Saturday, January 25, 2014

Cholesterol, courage, and normal human biases.

Chris Masterjohn, Phd is an interesting young man. I heard him on one of Jimmy Moore's interviews. He has a sharp mind, enthusiasm, and seems willing to listen to all sides. He has an informative website that I'm just starting to get into.  Warning: your preconceptions about cholesterol are very likely wrong. It is an essential molecule, present in every cell membrane in your body, the raw material for many hormones. It is NOT an intrinsically toxic evil substance created by Satan to tempt you to evil delicious tasting foods and then kill you before your time with crushing chest pain.

One of the most important myths Dr. Masterjohn discussed was that people seem to take on faith that industry (food and drug, for example) are terminally biased whereas universities and government are not. 

Bull. What an unbelievably faith based thought this is!

Government subsidizes the corn and soybean industries; therefore they are biased. Government is interested in increasing their control over each of us (if you don't believe this you really are naive.) That's why people put up with all the garbage they have to put up with to get elected! The desire to tell us all what to do for our own good is behind the "food pyramid" which very likely fed the obesity epidemic worldwide and has caused enormous harm.

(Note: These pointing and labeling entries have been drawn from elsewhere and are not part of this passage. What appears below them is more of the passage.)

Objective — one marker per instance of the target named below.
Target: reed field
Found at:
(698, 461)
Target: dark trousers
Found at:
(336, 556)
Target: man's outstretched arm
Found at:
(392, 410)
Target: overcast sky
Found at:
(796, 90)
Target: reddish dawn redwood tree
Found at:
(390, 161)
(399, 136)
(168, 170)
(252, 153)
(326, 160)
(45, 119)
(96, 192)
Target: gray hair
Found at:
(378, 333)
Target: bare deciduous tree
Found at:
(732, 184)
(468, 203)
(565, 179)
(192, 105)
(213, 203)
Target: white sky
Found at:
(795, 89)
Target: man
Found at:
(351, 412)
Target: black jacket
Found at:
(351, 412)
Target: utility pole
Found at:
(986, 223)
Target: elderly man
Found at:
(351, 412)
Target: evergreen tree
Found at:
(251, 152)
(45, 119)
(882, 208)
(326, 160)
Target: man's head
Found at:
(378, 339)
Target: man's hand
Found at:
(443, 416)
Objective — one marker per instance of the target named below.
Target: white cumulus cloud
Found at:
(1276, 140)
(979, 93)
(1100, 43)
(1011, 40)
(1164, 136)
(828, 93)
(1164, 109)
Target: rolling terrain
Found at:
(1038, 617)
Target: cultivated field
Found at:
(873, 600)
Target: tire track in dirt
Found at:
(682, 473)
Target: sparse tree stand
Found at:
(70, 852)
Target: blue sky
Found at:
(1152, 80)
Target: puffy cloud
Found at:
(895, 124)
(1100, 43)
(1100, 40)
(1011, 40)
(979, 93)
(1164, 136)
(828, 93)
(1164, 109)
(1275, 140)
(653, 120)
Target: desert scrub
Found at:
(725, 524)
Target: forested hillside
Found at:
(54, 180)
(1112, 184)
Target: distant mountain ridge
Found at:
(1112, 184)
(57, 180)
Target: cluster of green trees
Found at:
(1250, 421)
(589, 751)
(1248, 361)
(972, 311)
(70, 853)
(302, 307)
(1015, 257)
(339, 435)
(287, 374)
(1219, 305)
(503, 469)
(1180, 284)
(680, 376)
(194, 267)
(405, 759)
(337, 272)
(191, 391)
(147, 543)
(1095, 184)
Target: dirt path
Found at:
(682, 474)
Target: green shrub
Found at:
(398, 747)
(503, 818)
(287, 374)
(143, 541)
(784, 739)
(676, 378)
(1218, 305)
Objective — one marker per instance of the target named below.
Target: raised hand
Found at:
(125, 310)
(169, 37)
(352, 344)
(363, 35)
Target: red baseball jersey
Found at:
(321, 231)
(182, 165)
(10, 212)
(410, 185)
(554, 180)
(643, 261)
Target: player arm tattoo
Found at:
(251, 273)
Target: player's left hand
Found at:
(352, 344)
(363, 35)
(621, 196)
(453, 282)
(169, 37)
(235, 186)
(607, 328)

Governments are also incredibly risk averse in many ways. Our own FDA has been known to delay approval of new drugs and allow Europeans to risk their lives first. Sounded OK to me, until I realized that thousands of Americans won't get needed treatment for several extra years because some FDA dude doesn't want to get blamed for the next Thalidomide. My father's life was turned around thirty years ago by a drug available in Europe and Canada but held up here; he could easily have died.

Universities increasingly get big dollars from patents from their research and have big donors to satisfy. They are biased. Universities and government funding have done a lot of good, but they also tend to fossilize "conventional wisdom" and, again, risk aversion leads them to not fund things that are "too radical." They want a safe payoff for their investments.  Part of the incredibly sordid and contaminated "global warming" tale has to do with biased grants.  I'm not claiming any expertise in climate science, but having been, years ago, part of a medical research team, anyone who wants to get a grant learns the buzz phrases you must insert into your applications.

In truth we all are biased; I am too (read the above.)  Some biases I know about firsthand include beneficence bias (the desire to do good overwhelms my objectivity) and confirmation bias (I give extra weight to things that confirm my previous opinions.)  Maybe I'll look into biases in an upcoming post!  Could be interesting.  (Wikipedia has a short list of various biases here, a place to start.)

A good place to start with ourselves is, what are my biases?  (NOT "do I have any biases?".  I promise you that you do.)  What are my biases and how do they hamper my life?


  1. David McRaney has an excellent book on cognitive biases called "You Are Not So Smart." I'm reading it now. He shares much of it at his blogs.


  2. If I'm not so smart, am I sure I want to find out?